Background resources:

  • 10/26/2011: A new GCE poll places PAN candidate Luisa María Calderón ahead. The PAN candidate, and President Calderón’s sister, is ahead of the PRI’s Fausto Vallejo by nine points (39 to 30). PRD candidate Silvano Aureoles polls 19 percent.
  • 10/3/2011: A BGC-Excélsior poll reveals the standings in the Michoacán gubernatorial election. The PRI and Green Party candidate, Fausto Vallejo, leads with 39 percent of the intended vote, followed by the PRD’s Silvano Aureoles with 35 percent. Luisa María Calderón, President Calderón’s sister, trails for the PAN with 26 percent. The debate amongst candidates has focused primarily on security issues, with the candidates agreeing about the urgent need to address insecurity but differing in their proposed solutions (more on their platforms can be found in this El Universal article).
  • 9/7/2011: In the lead up to the state election in Michoacán, the PAN’s state party leader Germán Tena announces that the party will not support a common candidate with the PRI in at least five municipalities because of the PRI’s suspected links to organized crime in those areas.

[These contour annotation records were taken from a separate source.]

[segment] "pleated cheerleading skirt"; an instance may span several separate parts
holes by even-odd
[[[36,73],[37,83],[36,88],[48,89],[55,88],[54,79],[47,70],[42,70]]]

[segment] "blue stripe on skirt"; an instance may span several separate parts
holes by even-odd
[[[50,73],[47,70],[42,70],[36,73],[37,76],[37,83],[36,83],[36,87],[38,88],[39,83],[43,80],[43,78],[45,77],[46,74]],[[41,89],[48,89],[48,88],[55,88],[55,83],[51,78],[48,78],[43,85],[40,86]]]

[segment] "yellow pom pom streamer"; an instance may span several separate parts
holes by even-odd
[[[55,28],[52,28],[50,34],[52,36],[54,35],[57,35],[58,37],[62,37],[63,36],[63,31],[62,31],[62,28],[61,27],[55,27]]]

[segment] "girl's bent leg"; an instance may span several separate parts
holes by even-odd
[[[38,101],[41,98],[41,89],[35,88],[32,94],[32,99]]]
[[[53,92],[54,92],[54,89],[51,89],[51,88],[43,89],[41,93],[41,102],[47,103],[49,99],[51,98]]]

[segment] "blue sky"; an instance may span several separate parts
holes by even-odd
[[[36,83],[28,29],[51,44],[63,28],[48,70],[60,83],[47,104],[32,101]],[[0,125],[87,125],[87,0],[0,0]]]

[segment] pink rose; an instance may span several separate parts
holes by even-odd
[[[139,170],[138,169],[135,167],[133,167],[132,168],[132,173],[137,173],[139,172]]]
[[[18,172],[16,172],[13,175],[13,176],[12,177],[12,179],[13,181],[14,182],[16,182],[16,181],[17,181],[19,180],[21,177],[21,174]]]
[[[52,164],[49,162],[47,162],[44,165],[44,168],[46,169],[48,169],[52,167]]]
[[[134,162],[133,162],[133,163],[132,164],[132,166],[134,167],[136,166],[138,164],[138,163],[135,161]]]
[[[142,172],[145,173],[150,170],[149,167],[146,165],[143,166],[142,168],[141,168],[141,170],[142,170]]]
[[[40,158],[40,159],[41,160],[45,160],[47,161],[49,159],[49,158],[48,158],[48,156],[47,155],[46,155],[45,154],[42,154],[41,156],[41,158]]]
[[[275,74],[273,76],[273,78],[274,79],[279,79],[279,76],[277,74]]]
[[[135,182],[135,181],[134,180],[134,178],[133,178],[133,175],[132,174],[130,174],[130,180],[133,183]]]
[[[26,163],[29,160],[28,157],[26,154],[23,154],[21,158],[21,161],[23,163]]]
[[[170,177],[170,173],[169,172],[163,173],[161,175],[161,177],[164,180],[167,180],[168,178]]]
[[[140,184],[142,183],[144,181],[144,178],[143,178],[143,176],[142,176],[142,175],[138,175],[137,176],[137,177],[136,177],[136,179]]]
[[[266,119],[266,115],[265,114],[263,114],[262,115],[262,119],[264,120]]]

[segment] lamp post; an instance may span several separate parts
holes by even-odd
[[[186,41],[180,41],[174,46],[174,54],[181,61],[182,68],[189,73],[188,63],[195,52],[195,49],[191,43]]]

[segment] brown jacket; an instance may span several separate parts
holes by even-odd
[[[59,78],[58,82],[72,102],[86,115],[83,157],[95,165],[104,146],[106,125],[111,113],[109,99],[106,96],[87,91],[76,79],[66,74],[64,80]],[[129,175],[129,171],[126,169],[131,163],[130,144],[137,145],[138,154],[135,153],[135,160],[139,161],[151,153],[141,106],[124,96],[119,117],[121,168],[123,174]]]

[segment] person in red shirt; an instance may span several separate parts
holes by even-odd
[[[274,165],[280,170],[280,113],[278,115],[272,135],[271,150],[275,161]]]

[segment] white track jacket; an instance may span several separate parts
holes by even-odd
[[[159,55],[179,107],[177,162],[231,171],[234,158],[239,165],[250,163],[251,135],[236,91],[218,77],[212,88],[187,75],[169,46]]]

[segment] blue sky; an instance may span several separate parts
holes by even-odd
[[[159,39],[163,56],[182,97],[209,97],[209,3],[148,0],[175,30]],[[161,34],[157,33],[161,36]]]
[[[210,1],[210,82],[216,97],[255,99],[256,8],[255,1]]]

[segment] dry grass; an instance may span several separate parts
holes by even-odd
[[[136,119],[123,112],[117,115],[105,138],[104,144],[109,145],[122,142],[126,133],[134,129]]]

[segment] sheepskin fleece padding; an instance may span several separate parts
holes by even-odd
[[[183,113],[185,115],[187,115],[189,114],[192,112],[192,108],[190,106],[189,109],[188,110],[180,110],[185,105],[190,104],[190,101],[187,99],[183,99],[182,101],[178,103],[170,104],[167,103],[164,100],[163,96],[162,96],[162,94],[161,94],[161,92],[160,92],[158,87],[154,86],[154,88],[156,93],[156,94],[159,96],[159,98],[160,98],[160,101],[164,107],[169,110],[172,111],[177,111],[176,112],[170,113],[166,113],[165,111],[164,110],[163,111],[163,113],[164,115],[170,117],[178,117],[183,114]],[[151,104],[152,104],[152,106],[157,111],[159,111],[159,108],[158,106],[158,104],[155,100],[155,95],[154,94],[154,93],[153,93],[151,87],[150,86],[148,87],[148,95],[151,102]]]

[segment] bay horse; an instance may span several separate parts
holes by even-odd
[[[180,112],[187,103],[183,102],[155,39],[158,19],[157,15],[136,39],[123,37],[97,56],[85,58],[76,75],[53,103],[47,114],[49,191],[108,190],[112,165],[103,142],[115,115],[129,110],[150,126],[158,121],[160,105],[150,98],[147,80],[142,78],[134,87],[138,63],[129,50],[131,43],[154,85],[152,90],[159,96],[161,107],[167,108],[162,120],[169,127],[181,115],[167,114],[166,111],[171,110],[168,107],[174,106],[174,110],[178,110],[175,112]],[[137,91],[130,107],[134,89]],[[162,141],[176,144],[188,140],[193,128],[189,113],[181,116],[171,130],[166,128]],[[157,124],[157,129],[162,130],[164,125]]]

  • 8/31/2011: The Michoacán election season officially begins. President Calderón’s sister, Luisa María Calderón, is running as the Pan-Panal alliance candidate. Fausto Vallejo Figueroa is the PRI and Green Party (PVEM) candidate and Silvano Aureoles Conejo will run on the PRD, Covergencia, and Labor Party (PT) ticket.
  • 8/20/2011: Felipe Calderón’s sister, Luisa María Calderón, officially enters the Michoacán gubernatorial race on behalf of a PAN alliance for the November election.